"Mannering—Dora Mannering," said Mrs. Palmer loudly, wondering if Mr. Murray were losing his hearing. "She came here last night just to see me. I haven't seen her since she was a child of twelve. I used to be her nurse before I was married. I was that proud to think she thought it worth her while to look me up. And, mind you, this morning, when she found me crippled with headache and not able to do a hand's turn, that girl, Mr. Murray, went and milked seven cows"—"only four," murmured Murray, but Mrs. Palmer did not hear him—"for me. Couldn't prevent her. She said she had learned to milk for fun one summer when she was in the country, and she did it. And then she got breakfast for the men—Mollie didn't come till the ten o'clock train. Miss Mannering is as capable as if she had been riz on a farm."

"Where is she now?" demanded Murray.

"Oh, she's gone."

"What?"

"Gone," shouted Mrs. Palmer, "gone. She left on the train Mollie come on. Gracious me, has the man gone crazy? He hasn't seemed like himself at all this afternoon."

Murray had bolted madly out of the house and was striding down the lane.

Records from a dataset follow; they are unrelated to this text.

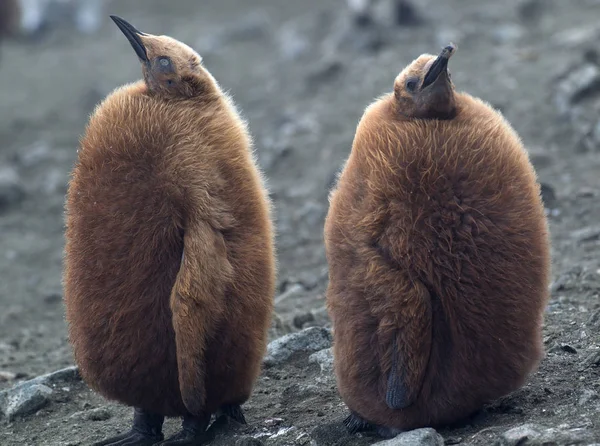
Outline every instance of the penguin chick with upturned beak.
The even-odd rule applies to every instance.
[[[98,445],[201,444],[245,423],[275,291],[270,200],[246,124],[201,58],[112,16],[144,80],[94,111],[67,194],[69,339],[88,385],[135,408]],[[164,442],[165,416],[183,428]],[[160,443],[159,443],[160,442]]]
[[[422,55],[365,111],[330,196],[327,306],[351,432],[460,421],[543,355],[550,242],[518,135]]]

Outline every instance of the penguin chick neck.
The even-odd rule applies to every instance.
[[[404,119],[452,119],[456,115],[454,85],[448,61],[456,51],[450,44],[436,57],[422,54],[398,75],[394,100]]]
[[[169,36],[138,31],[120,17],[110,18],[123,32],[142,64],[151,93],[170,99],[189,99],[216,93],[216,81],[202,66],[202,57]]]

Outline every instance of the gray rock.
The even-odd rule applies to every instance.
[[[17,377],[16,373],[9,372],[7,370],[0,370],[0,382],[12,381]]]
[[[279,52],[286,60],[298,59],[310,49],[310,43],[293,22],[285,23],[277,32]]]
[[[305,328],[304,324],[314,322],[315,316],[312,313],[297,314],[294,316],[294,327]]]
[[[497,43],[513,43],[523,37],[523,28],[513,23],[501,25],[492,31],[492,38]]]
[[[324,348],[308,357],[309,364],[319,364],[321,373],[331,373],[333,371],[333,349]]]
[[[263,446],[263,442],[258,438],[253,437],[242,437],[238,438],[235,442],[235,446]]]
[[[53,385],[79,379],[79,369],[72,366],[23,381],[0,392],[0,412],[9,419],[34,412],[48,402]]]
[[[0,410],[9,420],[28,415],[48,404],[52,389],[43,384],[16,386],[0,392]]]
[[[98,101],[94,101],[96,103]],[[52,159],[52,150],[44,141],[38,141],[24,148],[17,155],[18,163],[23,167],[34,167]]]
[[[96,409],[75,412],[69,418],[89,421],[106,421],[111,419],[112,415],[113,414],[108,407],[98,407]]]
[[[600,365],[600,350],[589,353],[581,362],[579,370],[585,370],[589,367]]]
[[[600,226],[588,226],[571,233],[571,237],[581,243],[593,242],[600,239]]]
[[[444,439],[435,429],[415,429],[403,432],[391,440],[375,443],[380,446],[444,446]]]
[[[524,424],[504,432],[494,446],[545,446],[550,444],[580,444],[593,440],[588,429],[561,425],[547,428],[536,424]]]
[[[554,188],[552,186],[546,183],[541,183],[540,194],[542,195],[542,200],[546,209],[554,209],[557,207],[558,203],[556,200],[556,193],[554,192]]]
[[[600,68],[592,63],[571,69],[556,88],[555,104],[563,115],[571,112],[572,106],[600,89]]]
[[[592,389],[585,389],[579,398],[580,406],[587,406],[590,402],[598,400],[598,392]]]
[[[20,203],[25,197],[19,174],[11,167],[0,167],[0,211]]]
[[[267,346],[265,366],[287,361],[294,353],[312,353],[331,347],[331,331],[323,327],[310,327],[274,340]]]
[[[552,282],[550,291],[557,293],[559,291],[572,290],[577,287],[580,277],[583,273],[583,268],[579,265],[572,267],[569,271],[562,273]]]
[[[279,296],[277,296],[275,298],[275,305],[283,302],[284,300],[286,300],[290,297],[300,294],[303,291],[304,291],[304,287],[299,283],[295,283],[295,284],[289,286],[283,293],[281,293]]]
[[[529,160],[536,169],[543,169],[554,164],[552,154],[548,150],[539,146],[532,146],[527,149]]]
[[[547,11],[547,3],[542,0],[521,0],[517,6],[519,17],[525,22],[535,22]]]
[[[57,370],[55,372],[46,373],[45,375],[40,375],[36,378],[33,378],[29,381],[25,381],[21,384],[25,384],[27,382],[37,383],[37,384],[56,384],[58,382],[72,382],[81,380],[81,376],[79,375],[79,368],[77,366],[65,367],[64,369]]]

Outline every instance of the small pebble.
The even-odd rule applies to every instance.
[[[435,429],[424,428],[402,432],[391,440],[374,443],[379,446],[444,446],[444,439]]]
[[[0,370],[0,382],[12,381],[17,377],[16,373]]]

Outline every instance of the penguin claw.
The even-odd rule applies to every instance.
[[[121,435],[94,443],[92,446],[152,446],[164,439],[163,435],[148,435],[130,430]]]
[[[346,426],[346,429],[348,429],[348,432],[351,434],[375,430],[375,426],[373,424],[369,423],[367,420],[363,419],[354,412],[351,412],[350,415],[344,419],[344,426]]]
[[[248,424],[246,423],[244,411],[239,404],[228,404],[227,406],[223,406],[221,407],[220,412],[222,415],[227,415],[229,418],[237,421],[240,424]]]
[[[167,438],[157,446],[183,446],[183,445],[201,445],[205,438],[204,432],[192,432],[188,430],[181,430],[172,437]]]

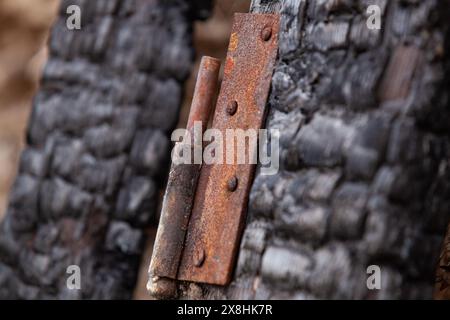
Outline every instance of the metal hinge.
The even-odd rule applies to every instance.
[[[212,128],[225,135],[226,129],[263,126],[278,30],[276,14],[235,15]],[[203,57],[187,125],[191,133],[196,121],[208,123],[219,69],[219,60]],[[151,294],[174,296],[176,280],[230,282],[254,170],[254,164],[172,163],[149,269]]]

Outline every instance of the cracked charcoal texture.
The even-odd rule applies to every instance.
[[[69,31],[77,4],[82,30]],[[0,230],[0,298],[131,298],[207,1],[62,1]],[[81,268],[68,290],[66,268]]]
[[[377,4],[382,29],[369,30]],[[257,172],[233,281],[182,297],[430,299],[450,218],[450,4],[254,0],[280,12],[268,128],[278,174]],[[381,268],[368,290],[366,268]],[[439,267],[438,267],[439,264]],[[445,293],[450,277],[440,280]]]

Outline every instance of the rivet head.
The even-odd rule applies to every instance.
[[[238,108],[238,103],[236,100],[231,101],[230,103],[228,103],[227,105],[227,113],[232,116],[236,113]]]
[[[203,265],[203,262],[205,262],[206,253],[203,248],[197,248],[194,252],[194,265],[197,268],[200,268]]]
[[[272,28],[271,27],[264,27],[261,31],[261,39],[264,41],[269,41],[272,37]]]
[[[227,189],[228,191],[236,191],[238,186],[238,179],[236,178],[236,176],[231,177],[228,182],[227,182]]]

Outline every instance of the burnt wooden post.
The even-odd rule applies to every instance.
[[[0,231],[0,297],[129,297],[134,285],[193,9],[83,3],[85,31],[68,33],[62,17],[53,31]],[[380,30],[367,28],[373,4]],[[437,268],[436,295],[448,297],[448,245],[438,258],[450,220],[449,6],[253,2],[281,14],[267,121],[281,129],[281,168],[256,174],[231,284],[183,284],[183,295],[431,298]],[[69,264],[93,285],[68,292]],[[366,286],[370,265],[380,290]]]
[[[81,8],[81,30],[66,9]],[[207,1],[62,1],[0,228],[0,298],[131,298]],[[69,290],[78,265],[81,290]]]
[[[380,30],[367,28],[369,5],[381,10]],[[280,129],[281,167],[256,175],[232,283],[181,292],[432,298],[450,220],[449,9],[253,1],[252,12],[281,14],[266,124]],[[366,286],[370,265],[381,268],[380,290]],[[448,251],[440,265],[448,270]]]

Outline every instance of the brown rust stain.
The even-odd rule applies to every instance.
[[[228,46],[228,51],[235,51],[239,43],[239,37],[236,32],[233,32],[230,36],[230,45]]]
[[[225,67],[224,67],[223,73],[225,75],[229,75],[233,71],[233,68],[234,68],[234,59],[233,59],[233,57],[227,57],[226,60],[225,60]]]
[[[273,28],[273,35],[264,41],[260,35],[267,26]],[[277,55],[278,30],[278,15],[235,15],[232,34],[236,35],[230,40],[212,125],[224,136],[226,129],[260,129],[263,126]],[[226,111],[231,100],[239,105],[232,116]],[[254,170],[253,164],[203,165],[178,271],[179,280],[218,285],[231,280]],[[238,183],[236,190],[230,191],[227,183],[233,176]],[[194,261],[199,250],[204,252],[200,266]]]

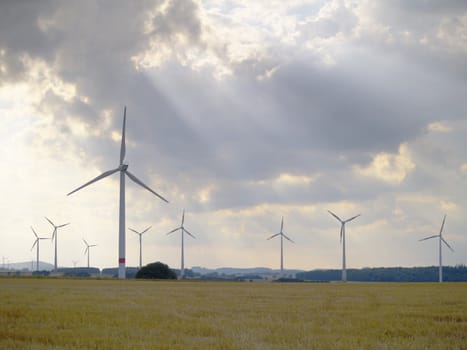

Blind fool—unspeakable idiot that he had been! To take her for Mrs. Palmer's niece—that peerless creature with the calm acceptance of any situation, which marked the woman of the world, with the fine appreciation and quickness of repartee that spoke of generations of culture—to imagine that she could be Mollie Booth! He had been blind, besottedly blind. And now he had lost her! She would never forgive him; she had gone without a word or sign.

As he reached the last curve of the lane where it looped about the apple trees, a plump figure came flying down the orchard slope.

"Mr. Murray, Mr. Murray," Mollie Booth called breathlessly. "Will you please come here just a minute?"

Murray crossed over to the paling rather grumpily. He did not want to talk with Mollie Booth just then. Confound it, what did the girl want? Why was she looking so mysterious?